That is possibly correct.  An endmill holder uses a setscrew against a flat to hold the endmill.  There is no possibility of slippage if the set screw is reasonably tight.

Collets wear over time, and the larger the endmill, the faster  wear is introduced.  If the collet isn't sufficiently tightened, the endmill will slip.  The larger the endmill, the tighter the collet needs to be.  This isn't a problem with endmill holders.

I use a set of endmill holders for most of my endmills.  I have some very small ones that I've never seen an endmill holder for.
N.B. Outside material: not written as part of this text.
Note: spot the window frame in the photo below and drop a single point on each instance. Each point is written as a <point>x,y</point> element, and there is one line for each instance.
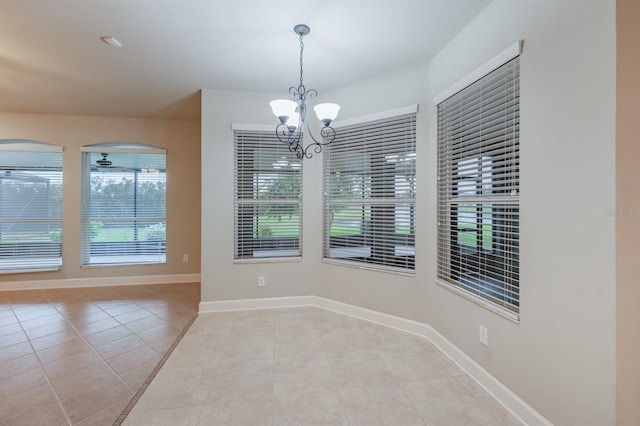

It's up to you what you use.  Just remember, the first time you have an endmill slip in a collet and ruin your work, you will probably switch.


----------



## kjk (Jan 9, 2013)

On the subject of reamers I would suggest getting an over and under set - I think I paid $99 and I use them all the time. I have a tendency to use 303 ground shafting and I find that I get a beautiful running fit at .001 over using the appropriate reamer.


----------



## Omnimill (Jan 9, 2013)

Vice stop, draw bar spanner.


----------



## lemelman (Jan 19, 2013)

I belong to a model engineering club and we often discuss what additions are required to a basic mill.  The single item that turns out to be the biggest contributor to precision, ease of use, and overall satisfaction is DRO. Everybody agrees that, after the expense has been digested, the single item that nobody would give up is the DRO. Yes, it's expensive, and certainly not essential, but it makes using a mill so much easier.
Each year our club does machining demonstrations at a local Model Engineering Exhibition. We use the small mill and lathe provided, and neither have DRO. We all waste a lot of time working without DRO.
I fully agree that it's not essential, and you can do without it, but nobody regrets the price after they've installed it.

Added.
One final consideration. You don't use a DRO occasionally, you use it every time you use the mill. If you compare price-per-use then a DRO comes pretty near the top of the list.


----------



## lensman57 (Jan 19, 2013)

wm460 said:


> I am going to buy a mill the size of a Sieg X3 and wonder what tooling you recommend for this mill.
> I would like to take advantage of USPS current charges before they bring in there new charges in late January.
> 
> Must Have:
> ...


 
Hi,

Very late with my input and all the previous advice is sound, but you have not indicated your budget. As an indication put away at least as much money for the accessories as you have for the mill and then add some extra particularly if you want to have a 3 axis DRO. the only other point I make is buy the best if possible as you only buy it once and it will last.

Regards,

A.G


----------



## wm460 (Jan 20, 2013)

The budget is going to be difficult but hopefully $800 or so 
I have a DRO on my lathe so to me that is a necessary item but will have to wait.
I have some things like angle plate, end mills etc I bought when I tried to make an milling attachment for my lathe.


----------



## lensman57 (Jan 20, 2013)

wm460 said:


> The budget is going to be difficult but hopefully $800 or so
> I have a DRO on my lathe so to me that is a necessary item but will have to wait.
> I have some things like angle plate, end mills etc I bought when I tried to make an milling attachment for my lathe.


 
Hi mark,

That is about £600.00 give or take a few buck or quid. That is enough for a new but bare bone Super X2 mill with Dc motor and belt drive over here in the UK. You either need to up the budget or have to look at the used market, that much money should get you a good deal. As for tooling my only suggestion is that if possible find a mill with the same sort of tooling as your lathe, you can save a lot of money by not duplicating collets, collet chucks, arbours, boring head, etc.

Regards,

A.G


----------



## wm460 (Jan 20, 2013)

Hi A.G,

I should have been a bit more specific about the budget, the $800 is for the tooling, a Super X3 mill here is aprox $2200


----------



## rodw (Jan 27, 2013)

Mark, I finally got my SX3 (and a new AL320G lathe) into the shed today and before I got home from dropping off the engine hoist I hired, we had a blackout at about 1:00. It is 9:00pm and we still have no power.  Anyway, got the gennie running and wireless Internet so my wife is watching TV and I am on the net using my iPad!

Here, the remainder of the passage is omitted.